Fuck that ideology. Fuck it.

I just can't hang with all the a hand up people. I can't. It makes my skin crawl. Maybe it's just me.

Date: 2006-10-09 12:28 am (UTC)
From: [identity profile] en-ki.livejournal.com
"Do positive thing X for women" vs. "do not do negative thing X to women": discuss.

("be a priority = not be an unpriority", "given all the proper notoriety" = "not be denied deserved props", etc.)

Date: 2006-10-09 03:26 am (UTC)
From: [identity profile] which-chick.livejournal.com
*sigh* Gender stuff is a known issue with the software and I try not to beat people over the head with it all *that* frequently. I also have a great deal of difficulty with the notion that equality can be given by the people in power instead of seized by the downtrodden.

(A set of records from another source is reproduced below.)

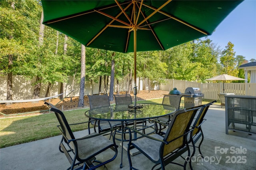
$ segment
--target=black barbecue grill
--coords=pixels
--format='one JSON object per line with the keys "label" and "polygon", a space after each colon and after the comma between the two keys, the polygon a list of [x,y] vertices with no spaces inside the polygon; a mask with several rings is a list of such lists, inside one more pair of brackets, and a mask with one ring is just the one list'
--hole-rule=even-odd
{"label": "black barbecue grill", "polygon": [[201,93],[199,88],[188,87],[185,90],[185,93],[181,95],[184,96],[185,108],[202,105],[204,94]]}
{"label": "black barbecue grill", "polygon": [[185,90],[185,93],[182,93],[174,88],[170,91],[170,95],[181,95],[184,97],[184,107],[188,108],[202,105],[204,94],[201,93],[199,88],[188,87]]}

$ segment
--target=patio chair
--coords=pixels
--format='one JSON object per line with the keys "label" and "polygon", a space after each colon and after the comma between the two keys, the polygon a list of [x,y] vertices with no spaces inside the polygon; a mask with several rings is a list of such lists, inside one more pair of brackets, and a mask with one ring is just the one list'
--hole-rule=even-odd
{"label": "patio chair", "polygon": [[[147,135],[128,127],[130,134],[132,131],[144,136],[134,141],[132,141],[130,137],[127,150],[130,169],[136,169],[132,166],[129,153],[130,150],[134,148],[136,148],[156,164],[152,169],[157,166],[160,166],[157,169],[165,170],[165,166],[169,163],[181,166],[185,169],[187,162],[190,161],[188,158],[190,150],[187,140],[187,135],[192,131],[189,128],[196,112],[202,107],[197,107],[189,110],[184,109],[176,111],[164,137],[156,134]],[[187,152],[188,156],[184,164],[173,162],[186,152]],[[134,157],[136,160],[135,156]]]}
{"label": "patio chair", "polygon": [[132,97],[129,94],[114,95],[114,96],[116,106],[132,104]]}
{"label": "patio chair", "polygon": [[[195,117],[195,119],[191,124],[192,126],[191,126],[191,129],[193,129],[193,132],[191,133],[190,135],[188,135],[188,142],[190,146],[193,146],[193,152],[192,154],[191,154],[191,158],[192,158],[196,152],[196,148],[198,148],[200,155],[202,158],[204,158],[204,156],[200,149],[201,145],[203,142],[203,140],[204,140],[204,134],[202,129],[201,125],[203,123],[206,121],[206,119],[204,119],[204,118],[208,109],[209,109],[209,107],[211,105],[213,105],[216,102],[216,101],[214,101],[211,102],[210,102],[206,105],[200,106],[200,107],[202,107],[200,110],[198,110],[196,116]],[[187,109],[189,110],[191,109],[196,107],[193,107]],[[165,134],[166,131],[166,129],[165,129],[163,130],[162,131],[162,134]],[[199,144],[198,146],[196,146],[195,144],[200,138],[200,137],[201,136],[202,138],[201,138]],[[191,162],[190,162],[190,168],[192,169]]]}
{"label": "patio chair", "polygon": [[[109,98],[107,95],[88,95],[90,108],[91,109],[102,107],[110,107],[110,104]],[[89,119],[88,129],[89,134],[90,133],[90,123],[93,125],[94,132],[96,132],[96,126],[98,127],[99,133],[108,130],[112,127],[118,126],[121,127],[122,125],[121,121],[100,121],[94,119]]]}
{"label": "patio chair", "polygon": [[[164,107],[164,105],[172,106],[176,109],[176,110],[178,111],[180,109],[180,101],[181,98],[183,97],[182,95],[165,95],[163,98],[162,101],[162,105],[164,105],[164,108],[168,109],[168,107]],[[160,117],[157,119],[158,121],[165,123],[167,125],[170,124],[170,122],[172,119],[172,115],[169,115],[168,116],[165,116],[162,117]],[[157,124],[156,125],[156,129],[157,133],[159,134],[161,133],[161,131],[163,129],[166,128],[166,126],[164,124],[158,124],[159,126],[158,129]]]}
{"label": "patio chair", "polygon": [[[124,105],[129,105],[132,104],[132,97],[129,94],[126,95],[114,95],[115,97],[115,101],[116,102],[116,105],[118,107],[122,107]],[[126,109],[128,108],[128,106]],[[146,121],[137,121],[136,122],[136,124],[140,124],[142,123],[142,126],[144,126],[144,123],[146,125]],[[133,121],[127,121],[125,122],[126,126],[129,126],[134,125]]]}
{"label": "patio chair", "polygon": [[[102,166],[106,168],[106,164],[114,160],[116,157],[118,146],[115,143],[114,135],[113,141],[102,136],[102,134],[108,131],[100,134],[93,133],[82,138],[76,138],[70,126],[87,122],[68,125],[61,111],[51,103],[45,102],[44,104],[50,108],[50,111],[54,112],[60,123],[60,125],[58,127],[60,130],[62,137],[59,149],[65,154],[71,166],[68,170],[94,170]],[[113,129],[110,131],[116,130],[116,129]],[[114,151],[113,156],[111,154],[108,154],[106,158],[102,158],[101,155],[99,157],[101,160],[104,160],[103,162],[96,160],[95,156],[110,149]]]}
{"label": "patio chair", "polygon": [[[191,133],[190,138],[188,140],[188,143],[192,143],[192,146],[194,149],[191,157],[193,156],[195,154],[195,148],[198,148],[201,156],[202,158],[204,158],[200,148],[200,146],[204,140],[204,134],[202,129],[201,125],[202,123],[206,121],[206,119],[204,119],[204,116],[207,111],[208,111],[209,107],[211,105],[213,105],[216,101],[214,101],[205,105],[204,106],[204,107],[201,109],[198,115],[196,116],[196,119],[195,119],[192,127],[192,128],[193,129],[193,132]],[[196,143],[201,136],[202,136],[202,138],[198,146],[196,146],[194,145]]]}

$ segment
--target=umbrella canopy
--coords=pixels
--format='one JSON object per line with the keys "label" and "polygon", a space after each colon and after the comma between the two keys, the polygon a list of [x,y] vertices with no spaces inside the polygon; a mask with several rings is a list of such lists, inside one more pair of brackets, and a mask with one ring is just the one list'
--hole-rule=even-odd
{"label": "umbrella canopy", "polygon": [[242,1],[41,2],[45,25],[86,47],[134,52],[136,88],[136,51],[166,50],[210,35]]}
{"label": "umbrella canopy", "polygon": [[223,81],[223,93],[224,93],[224,81],[226,80],[246,80],[246,79],[228,75],[226,74],[223,74],[206,79],[205,80],[220,80]]}

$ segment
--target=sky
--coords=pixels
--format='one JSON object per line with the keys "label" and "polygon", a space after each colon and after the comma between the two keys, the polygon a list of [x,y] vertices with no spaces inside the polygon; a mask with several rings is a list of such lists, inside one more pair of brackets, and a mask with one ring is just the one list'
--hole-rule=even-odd
{"label": "sky", "polygon": [[236,56],[256,59],[256,0],[242,2],[208,38],[222,50],[230,41]]}

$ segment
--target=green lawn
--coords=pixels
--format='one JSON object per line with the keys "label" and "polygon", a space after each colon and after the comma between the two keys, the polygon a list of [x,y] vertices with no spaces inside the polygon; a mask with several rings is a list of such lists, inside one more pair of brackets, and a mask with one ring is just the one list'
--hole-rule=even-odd
{"label": "green lawn", "polygon": [[[162,99],[158,99],[138,101],[137,103],[161,103],[162,100]],[[203,102],[203,104],[207,102]],[[84,109],[63,113],[68,123],[72,124],[88,121],[88,118],[84,116],[84,113],[88,109]],[[0,119],[0,148],[60,135],[60,130],[57,127],[58,125],[53,113]],[[81,130],[87,127],[87,124],[84,126],[72,126],[72,130],[74,131]]]}

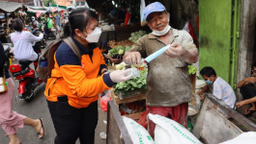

Besides, the whole thing is written with an unspecified agent.

Respected and upheld by whom?
Given all the proper noteriety by whom?
Taken seriously by whom?

Date: 2006-10-09 02:19 pm (UTC)
From: [identity profile] en-ki.livejournal.com
Well, I gather the usual answer is everybody, but of course addressing a command to everybody is very similar to addressing it to nobody.

Date: 2006-10-09 01:24 pm (UTC)
From: [identity profile] cousin-sue.livejournal.com
Women are empowered. It's just that people don't perceive it that way. After all, we live in a society where it's more important for a man to be able to take us to war, than for a woman to keep us out.

Madeleine Albright is an intelligent, funny woman and a kajillion times the human that ... certain other leaders of our country are right now.

Who will be remembered though?

Date: 2006-10-10 12:59 pm (UTC)
From: [identity profile] fooliv.livejournal.com
I find it ironic that you follow up a canard about women keeping us out of war with a paean to Albright, who had her very own pet war in the Kosovo intervention. Furthermore, Condi Rice is presumably one of those "certain other leaders" you are implicitly denouncing. The history of female political leaders with real power is a history of aggressive war. Elizabeth of Russia, Elizabeth I of England, Golda Meir, Indira Gandhi, Margaret Thatcher - even Angela Merkel has been more hawkish than her predecessor, if only by default. But then, I'm a warmongering neocon. Especially in cases like Indira Gandhi's invasion and practical conquest (http://en.wikipedia.org/wiki/Indo-Pakistani_War_of_1971) of East Pakistan in 1971. War has its virtues, and the destruction of tyranny and the interruption of genocide are two cardinal exemplars thereof.

Jessica, I think what you're describing is the distinction between positive rights and negative rights. American political thought, taking its cue largely from the Scottish Enlightenment, usually casts political rights in negative terms - they exist, are intrinsic, and can only be infringed upon. European political thought takes its cue from the French Enlightenment, and usually conceives of political rights in positive terms - privileges granted by authority, and thus intrinsically revocable. One of the key problems with modern feminism is its increasing fascination with positive rights theory, with all of its mania for comprehensive, detailed lists of policies, goals and aspirations described en mass as "rights" to be enshrined.